Not paying attention to the context.
As inadequate as Paragraph 9 is, Paragraph 10 is worse. Here we are told that, as long as adulterers have concluded that their situation is fine, then there is no problem. Step out of the confessional, Psychological Man, for your sins have been shriven. No—let me rephrase that: Your sins have ceased to be sins at all. The triumph of the therapeutic and the aesthetic is complete. Move over Thomas Aquinas, there is a new guide to morals on Malta: Oprah Winfrey. “I just know in my heart that it is OK.”
The problem here is that Trueman has ignored (or has simply missed) what is the real issue here. He has not really clarified what is being called “adultery”. He has failed to explain that this “adultery” only exists within the arcane world of the Roman Catholic “sacramental” economy. In that economy, a validly-performed Roman Catholic marriage never ends. They do not permit divorce (even though Jesus permitted divorce and remarriage in cases of “sexual immorality”, Matt 19:9).

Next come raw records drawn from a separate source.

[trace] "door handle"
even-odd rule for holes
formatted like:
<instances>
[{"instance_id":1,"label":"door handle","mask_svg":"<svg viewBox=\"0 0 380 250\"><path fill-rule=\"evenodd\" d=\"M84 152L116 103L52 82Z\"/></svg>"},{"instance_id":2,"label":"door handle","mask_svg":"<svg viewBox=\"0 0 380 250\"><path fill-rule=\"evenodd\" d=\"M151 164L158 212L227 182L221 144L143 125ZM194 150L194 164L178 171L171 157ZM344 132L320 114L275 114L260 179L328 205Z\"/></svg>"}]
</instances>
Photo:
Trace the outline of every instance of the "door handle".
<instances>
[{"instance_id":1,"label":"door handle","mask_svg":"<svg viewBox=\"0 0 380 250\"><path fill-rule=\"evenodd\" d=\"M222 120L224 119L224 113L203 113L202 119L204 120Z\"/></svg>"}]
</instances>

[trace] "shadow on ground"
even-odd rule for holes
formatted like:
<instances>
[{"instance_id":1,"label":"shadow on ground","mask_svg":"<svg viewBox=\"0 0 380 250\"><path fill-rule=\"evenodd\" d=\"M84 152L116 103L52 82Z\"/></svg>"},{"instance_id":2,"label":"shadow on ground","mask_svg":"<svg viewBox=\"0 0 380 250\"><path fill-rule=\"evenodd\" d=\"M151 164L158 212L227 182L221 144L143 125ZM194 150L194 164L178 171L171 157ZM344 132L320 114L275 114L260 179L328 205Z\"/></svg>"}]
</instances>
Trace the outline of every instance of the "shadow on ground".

Rome has got to out-do God in its moral sanctimony. That has always been its problem, and it is where the wedge is in this intra-Roman dispute. That is what makes it so divisive for them. This business about “living as brother and sister”, this “duty to live in complete continence” [married according to everyone but Roman Catholicism] is one of those instance of moral sanctimony given by “Pope John Paul the Great” in his now-famous (or infamous) “Paragraph 84” of Familiaris Consortio, in the discussion of those “Divorced Persons Who Have Remarried” and who have children in that second marriage:
However, the Church reaffirms her practice, which is based upon Sacred Scripture, of not admitting to Eucharistic Communion divorced persons who have remarried. They are unable to be admitted thereto from the fact that their state and condition of life objectively contradict that union of love between Christ and the Church which is signified and effected by the Eucharist. Besides this, there is another special pastoral reason: if these people were admitted to the Eucharist, the faithful would be led into error and confusion regarding the Church's teaching about the indissolubility of marriage.
Reconciliation in the sacrament of Penance which would open the way to the Eucharist, can only be granted to those who, repenting of having broken the sign of the Covenant and of fidelity to Christ, are sincerely ready to undertake a way of life that is no longer in contradiction to the indissolubility of marriage. This means, in practice, that when, for serious reasons, such as for example the children's upbringing, a man and a woman cannot satisfy the obligation to separate, they "take on themselves the duty to live in complete continence, that is, by abstinence from the acts proper to married couples."
So what Trueman calls and defends as “adultery”, the rest of the world would call “a married couple raising their children in a second marriage”.